Recently, the National Academy of Sciences issued a massive report analyzing how to cut U.S. gasoline use in half by 2030, and beyond that, how to reduce transportation emissions 80 percent by 2050.
If you don't want to read all 395 pages, Brad Plumer has an excellent write-up. The take-home message is that no one technology or policy -- efficiency, feebates, plug-in electrics, fuel cell vehicles, natural gas vehicles, what have you -- can get us to those goals. To make the numbers add up, you have to do them all together.
I don't have a bone to pick with any of the report's numbers, but I do want to use it to make a point.
In a previous post I made a distinction between widgets, which are the discrete elements of a system, and systems themselves. It is possible to model changes in widgets with some precision. You establish a baseline scenario ("business as usual") in which status quo policies, behaviors, and trends are locked into place and then model changes in a single variable, or small set of variables. This makes things manageable. If you set out to model changes in a large number of variables and how those changes interact with one another -- i.e., to model systemic changes -- things quickly become computationally intractable.
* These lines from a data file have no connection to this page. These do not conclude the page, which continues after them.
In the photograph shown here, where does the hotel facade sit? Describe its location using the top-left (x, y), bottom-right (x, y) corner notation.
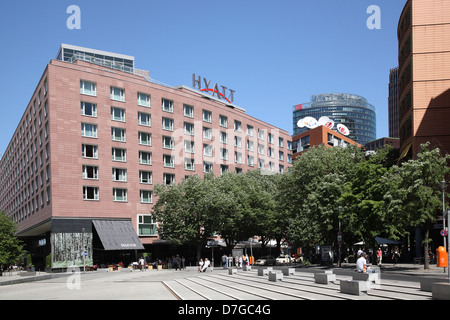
top-left (397, 0), bottom-right (450, 159)
top-left (0, 45), bottom-right (292, 268)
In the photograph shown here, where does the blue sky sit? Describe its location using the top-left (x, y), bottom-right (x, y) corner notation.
top-left (0, 0), bottom-right (406, 153)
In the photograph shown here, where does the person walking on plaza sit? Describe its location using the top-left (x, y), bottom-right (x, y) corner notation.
top-left (377, 248), bottom-right (383, 267)
top-left (202, 258), bottom-right (211, 272)
top-left (356, 252), bottom-right (367, 273)
top-left (139, 257), bottom-right (145, 271)
top-left (222, 253), bottom-right (228, 268)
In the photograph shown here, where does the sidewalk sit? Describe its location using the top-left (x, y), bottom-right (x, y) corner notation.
top-left (0, 263), bottom-right (448, 286)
This is why modelers are always at pains to say that they are not making predictions, especially regarding scenarios stretching out to 2030 or 2050. Most such scenarios amount to, "what would happen if everything else stayed the same but this particular thing(s) changed?"
In the real world of human societies, of course, everything is changing at once. There are multiple overlapping complex systems, all of them displaying emergent properties and nonlinear dynamics. It makes predictions difficult -- especially, as they say, about the future.
You can't predict long-term changes in human cultures with models, though models can inform such predictions. Envisioning long-term change scenarios requires an understanding of history and political economy, serious engagement with culture and technology, a good grasp of systems dynamics, and a substantial dollop of intuition. Models can bring clarity to such analysis, but they cannot prove or disprove any scenario. Only time can do that.
Anyway, why am I blathering on about this? Because I fear that people take reports like the NAS one the wrong way, as a kind of delineation of what's possible. It is not that. It merely demonstrates the limits of widget-based analysis.
Plumer notes that the report passes almost entirely over changes in land use and public transit, but I think that's just one aspect of a larger phenomenon, which is that the report confines itself entirely to changes in vehicles. (To be fair, that's what lots of people seem to do when imagining changes in transportation.)